Savimbi, demain la liberté
Trois hommes semblables et différents à la fois viennent d’unir, dans un livre, leur volonté de témoigner sur une affaire africaine qui leur tient à cœur. Le premier, Yves Bréheret connaît, aime et ressent l’Afrique. Ses reportages sont connus des africanistes depuis bien des années, qui y puisent une information teintée du romantisme de ceux qui donnent tout pour une cause ou un pays, et de ce soupçon de naïveté d’où sortent les convictions affirmées. Le second, Édouard Sablier, s’est attaché depuis plusieurs années à démontrer à la grande opinion publique du monde libre francophone les éléments et relais de la politique étrangère soviétique de modification par tous moyens de l’organisation sociale planétaire. Le troisième, Olivier d’Ormesson, parlementaire européen, nous fournit un texte mêlant des notes de voyage et une chronologie de l’action du Parlement européen à propos d’un homme : Jonas Savimbi, chef de la résistance en Angola.
Ce livre est avant tout engagé pour que la société internationale n’oublie pas l’homme qu’Alexandre de Marenches avait dépeint avec nuance et subtilité en quelques lignes dans son premier ouvrage (1). Il souligne avec émotion un problème d’une grande complexité.
L’opinion publique connaît en définitive le scénario simple de cette affaire, selon qu’elle se situe à l’Ouest ou à l’Est. Pour celle de l’Est, les peuples opprimés par les colonisateurs capitalistes portugais ou belges du territoire angolais se sont progressivement révoltés jusqu’à faire que le Portugal s’engage militairement contre eux, et que ces mêmes peuples, qu’ils soient en Angola ou au Mozambique finissent par remporter la victoire sur l’impérialisme, qui ne s’avoua pas pour autant vaincu et suscita, par l’intermédiaire du pouvoir blanc d’Afrique du Sud, des guérillas harcelant les gouvernements légitimes, afin que l’Afrique australe et ses richesses essentielles ne fassent pas défaut à l’industrie des pays capitalistes impérialistes. Si l’opinion publique se situe à l’Ouest, il s’agit d’une guerre de décolonisation qui a vu plusieurs factions s’engouffrer dans le vide laissé par les Portugais, et qui n’ont pas encore fini, quatorze années plus tard, de se harceler. Viennent se greffer sur cette situation conflictuelle interne une aide massive des pays du Pacte de Varsovie et de Cuba aux gouvernements légaux d’Angola et du Mozambique et à l’ANC (Congrès national africain) d’Afrique du Sud, et une aide des pays de l’Otan, par l’intermédiaire ou non de l’Afrique du Sud, vers les mouvements de résistance du Mozambique, et surtout d’Angola, c’est-à-dire à celui de l’UNITA (Union nationale pour l’indépendance totale de l'Angola) qu’incarne Jonas Savimbi.
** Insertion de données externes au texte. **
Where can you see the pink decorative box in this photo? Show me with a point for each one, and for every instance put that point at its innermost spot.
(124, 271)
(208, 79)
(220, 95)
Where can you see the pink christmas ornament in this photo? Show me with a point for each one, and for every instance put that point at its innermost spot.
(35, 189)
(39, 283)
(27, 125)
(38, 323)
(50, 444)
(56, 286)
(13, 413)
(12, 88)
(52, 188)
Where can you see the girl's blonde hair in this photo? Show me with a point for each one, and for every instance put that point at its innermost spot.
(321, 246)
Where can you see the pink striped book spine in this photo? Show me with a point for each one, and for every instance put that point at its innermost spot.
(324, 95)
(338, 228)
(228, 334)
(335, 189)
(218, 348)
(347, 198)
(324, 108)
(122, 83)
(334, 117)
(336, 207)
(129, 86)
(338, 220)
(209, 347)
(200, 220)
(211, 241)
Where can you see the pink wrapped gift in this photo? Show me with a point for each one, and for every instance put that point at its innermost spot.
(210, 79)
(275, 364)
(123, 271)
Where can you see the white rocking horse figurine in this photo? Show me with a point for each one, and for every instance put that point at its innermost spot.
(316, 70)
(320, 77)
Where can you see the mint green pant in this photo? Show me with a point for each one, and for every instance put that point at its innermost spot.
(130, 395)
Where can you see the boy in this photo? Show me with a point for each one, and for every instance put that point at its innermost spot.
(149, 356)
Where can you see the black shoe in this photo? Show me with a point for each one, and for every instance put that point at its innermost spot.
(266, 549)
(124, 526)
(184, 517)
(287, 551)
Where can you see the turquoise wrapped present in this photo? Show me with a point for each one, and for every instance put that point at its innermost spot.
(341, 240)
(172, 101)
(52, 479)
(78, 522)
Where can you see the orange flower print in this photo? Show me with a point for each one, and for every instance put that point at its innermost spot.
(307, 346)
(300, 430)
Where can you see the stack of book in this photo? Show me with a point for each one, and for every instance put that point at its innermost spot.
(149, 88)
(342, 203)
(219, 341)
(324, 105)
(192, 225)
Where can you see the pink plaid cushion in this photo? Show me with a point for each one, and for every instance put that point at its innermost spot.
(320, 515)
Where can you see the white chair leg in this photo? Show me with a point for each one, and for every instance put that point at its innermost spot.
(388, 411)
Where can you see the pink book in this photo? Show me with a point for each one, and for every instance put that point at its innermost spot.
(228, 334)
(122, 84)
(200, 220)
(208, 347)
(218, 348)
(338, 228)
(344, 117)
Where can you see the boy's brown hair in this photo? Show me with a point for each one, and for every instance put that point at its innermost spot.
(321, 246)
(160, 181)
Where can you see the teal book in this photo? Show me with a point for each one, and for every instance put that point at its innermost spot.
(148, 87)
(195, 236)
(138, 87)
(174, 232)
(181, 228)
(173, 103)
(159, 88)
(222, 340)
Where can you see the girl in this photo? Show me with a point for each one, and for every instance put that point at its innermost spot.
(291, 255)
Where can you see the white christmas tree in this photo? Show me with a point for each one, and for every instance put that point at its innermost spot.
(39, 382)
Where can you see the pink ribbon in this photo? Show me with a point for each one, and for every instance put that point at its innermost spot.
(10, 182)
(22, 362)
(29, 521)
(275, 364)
Hélas ! Là s’arrête l’explication du phénomène angolais. À aucun moment le problème des constructions nationales, de « l’ethnéïsme » et de l’organisation des nouveaux États n’est abordé. Pourtant, là réside la clé de la compréhension de ce conflit que l’on veut présenter uniquement comme Est-Ouest. Or, une partie de ce livre, celle rédigée par Bréheret, décrit remarquablement la mécanique ethnique de conquête du pouvoir, le défaut d’identification du territoire « national » de chaque ethnie avec le territoire de l’« État » d’Angola. S’ajoutent à cette problématique complexe, si complexe que peu d’ethnologues ont osé corréler (2) construction de l’État, consciences ethniques et relations internationales, les facteurs religieux, tout aussi importants. On apprend ainsi les répartitions exactes entre catholiques, protestants et animistes dans la population, et les attitudes politiques de synergie ou de conflits qu’elles engendrent.
Au-delà d’un homme, Jonas Savimbi, dont on s’accorde à admettre qu’il est devenu l’élément inévitable dans toute négociation du règlement interne angolais, même si on finit par l’oublier dans les accords internationaux supervisés par les deux Grands, notamment par l’accord de New York du 22 décembre 1988, au-delà même de l’Angola, on peut trouver dans ce livre une explication ethnographique passionnante, qui illustre une partie de la véritable problématique des relations internationales africaines contemporaines.♦
(1) Alexandre de Marenches, Christine Ockrenl : Dans le secret des princes ; Stock, 1986 ; 341 pages.
(2) Jean-Louis Amselle et Elikia M’Bokolo : Ethnies, tribalisme et État en Afrique ; La Découverte, 1985.